Dialog przybity do krzyża, obrączki zdjęte z palców, małżeństwo unieruchomione separacją. Czy taki rozbity dialog może coś jeszcze zdziałać? To do mnie Jezus woła. Sama z siebie tego nie zdołam uczynić. Ale z Jezusem – przebaczę; spróbuję się pojednać.
- Jak mógłbym wyrazić Tobie, Jezu, że przebaczasz mi moje odejścia od Ciebie?
- Ile razy mam przebaczyć małżonkowi jego odejścia od dialogu – Miłości?
STACJA XII
Jezus umiera na krzyżu.
To już koniec? Jezus umarł, Miłość umarła, słońce zgasło… A myśmy się spodziewali zupełnie czegoś innego… Obiecywał przecież Królestwo Boże… Mówił do nas: “Trwajcie w miłości mojej”.
Dialog umarł, miłość umarła, widzę ciemność… Mieliśmy żyć długo i szczęśliwie… I co teraz? “Choćbym przechodził ciemną doliną, zła się nie ulęknę, bo Ty jesteś ze mną…” Przychodzą mi do głowy słowa psalmu. Jezu, ratuj moje małżeństwo!
- Jak mogę trwać w miłości Bożej?
- Jak na co dzień pielęgnuję naszą wierność?
STACJA XIII
Jezus zdjęty z krzyża.
Twoje umęczone ciało, Jezu, uwolniło się od belki. Złożono je w ramiona Matki. Co w tamtej chwili czułaś, Maryjo? Kiedy w Nazarecie mówiłaś swoje TAK dla Bożego planu zbawienia, nie wiedziałaś, co Cię czeka. Że ciało, które wyszło żywe z Twego łona, wróci do ciebie martwe, umęczone za grzechy świata. Za moje grzechy…
Nasz umęczony dialog również mogę powierzyć Tobie, Maryjo. Kiedy już nie mam nadziei na lepsze, kiedy na nic nie mam siły, mogę oddać się Tobie pod opiekę. Ufam, że zaopiekujesz się mną, naszym małżeństwem jak ciałem Twojego umarłego Syna. Albo chociaż tak, jak na weselu w Kanie. Matko, nie mamy już wina….
- W jakich naszych problemach potrzebuję pomocy, którą może dać Maryja, jaką dała w Kanie Galilejskiej?
- Co czuję na myśl o tym, że mogę trzymać w rękach życie i umieranie współmałżonka?
STACJA XIV
Jezus złożony do grobu.
Może się wydawać, że to już koniec: ciało pogrzebane, kamień zasunięty, straż postawiona. Nic więcej się nie wydarzy… Ale jest jeszcze poranek zmartwychwstania. Jezus oddał za nas, za mnie, swoje ziemskie życie. Ale przecież Ojciec, Syn i Duch Św. to jedność. A Bóg-Miłość jest wieczny i wszechmogący. Miłość jest wszechmogąca: wskrzesza umarłych.

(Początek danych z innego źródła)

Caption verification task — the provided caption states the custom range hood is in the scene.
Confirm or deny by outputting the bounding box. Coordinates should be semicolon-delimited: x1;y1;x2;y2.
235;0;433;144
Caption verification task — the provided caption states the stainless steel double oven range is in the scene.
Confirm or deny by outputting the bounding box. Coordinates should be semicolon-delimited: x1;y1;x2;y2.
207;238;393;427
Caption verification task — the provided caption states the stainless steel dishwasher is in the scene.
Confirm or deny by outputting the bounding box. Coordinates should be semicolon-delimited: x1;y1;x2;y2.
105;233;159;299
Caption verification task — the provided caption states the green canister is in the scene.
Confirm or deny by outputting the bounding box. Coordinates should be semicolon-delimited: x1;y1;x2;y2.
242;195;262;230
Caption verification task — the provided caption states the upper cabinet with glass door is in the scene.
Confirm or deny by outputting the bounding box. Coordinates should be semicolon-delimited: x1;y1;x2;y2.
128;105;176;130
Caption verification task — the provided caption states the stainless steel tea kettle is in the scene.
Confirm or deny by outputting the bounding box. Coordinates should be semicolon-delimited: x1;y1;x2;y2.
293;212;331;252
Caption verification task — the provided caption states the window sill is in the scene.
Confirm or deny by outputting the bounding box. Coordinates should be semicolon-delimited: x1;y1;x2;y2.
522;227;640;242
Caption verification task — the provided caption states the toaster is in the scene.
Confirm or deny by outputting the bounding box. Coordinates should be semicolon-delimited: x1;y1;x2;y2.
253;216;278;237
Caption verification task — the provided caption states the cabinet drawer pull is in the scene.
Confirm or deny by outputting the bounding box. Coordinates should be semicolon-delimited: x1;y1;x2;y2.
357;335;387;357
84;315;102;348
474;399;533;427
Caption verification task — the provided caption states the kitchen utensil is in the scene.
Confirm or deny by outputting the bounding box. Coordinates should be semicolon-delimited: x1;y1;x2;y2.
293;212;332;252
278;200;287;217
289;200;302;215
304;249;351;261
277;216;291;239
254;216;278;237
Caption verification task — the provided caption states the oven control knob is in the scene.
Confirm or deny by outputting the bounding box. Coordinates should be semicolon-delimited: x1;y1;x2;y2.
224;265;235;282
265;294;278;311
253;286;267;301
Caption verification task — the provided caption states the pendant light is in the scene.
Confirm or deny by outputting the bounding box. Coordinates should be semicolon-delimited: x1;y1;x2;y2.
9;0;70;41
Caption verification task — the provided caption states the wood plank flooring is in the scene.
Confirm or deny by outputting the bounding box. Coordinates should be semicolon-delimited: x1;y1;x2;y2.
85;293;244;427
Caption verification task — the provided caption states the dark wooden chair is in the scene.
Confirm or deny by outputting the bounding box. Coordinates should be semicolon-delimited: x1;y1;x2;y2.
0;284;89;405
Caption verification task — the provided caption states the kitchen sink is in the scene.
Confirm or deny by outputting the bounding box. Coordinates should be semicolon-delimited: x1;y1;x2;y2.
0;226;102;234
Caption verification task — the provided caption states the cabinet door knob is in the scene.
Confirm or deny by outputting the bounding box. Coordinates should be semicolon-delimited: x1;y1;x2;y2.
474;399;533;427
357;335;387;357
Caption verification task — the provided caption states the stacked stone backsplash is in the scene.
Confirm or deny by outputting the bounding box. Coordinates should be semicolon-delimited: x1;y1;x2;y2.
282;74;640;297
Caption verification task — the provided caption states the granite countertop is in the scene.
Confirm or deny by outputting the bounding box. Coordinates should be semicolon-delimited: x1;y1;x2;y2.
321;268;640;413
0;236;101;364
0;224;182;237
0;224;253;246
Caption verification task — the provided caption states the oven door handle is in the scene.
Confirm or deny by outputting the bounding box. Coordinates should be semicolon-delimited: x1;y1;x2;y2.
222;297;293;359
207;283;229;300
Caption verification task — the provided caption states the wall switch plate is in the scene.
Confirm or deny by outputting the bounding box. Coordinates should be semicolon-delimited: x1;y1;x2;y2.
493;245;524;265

Może się wydawać, że to już koniec. Dialog pogrzebany, w perspektywie – rozwód, plan, jak podzielimy majątek… Ale są jeszcze rekolekcje, warsztaty, sakramenty, przez które działa Bóg. On może wskrzesić naszą miłość, reanimować dialog, odbudować relacje.
Kto chce zachować swoje życie, straci je. A kto zechce stracić życie dla drugiego, zachowa je.
Jeśli ziarno wpadłszy w glebę nie obumrze, nie przyniesie owocu. Każdy kryzys może stać się szansą na rozwój i drogą do świętości.
- Jak na co dzień odkrywam ziarna zmartwychwstania miłości?
- Co jest moim umieraniem dla siebie?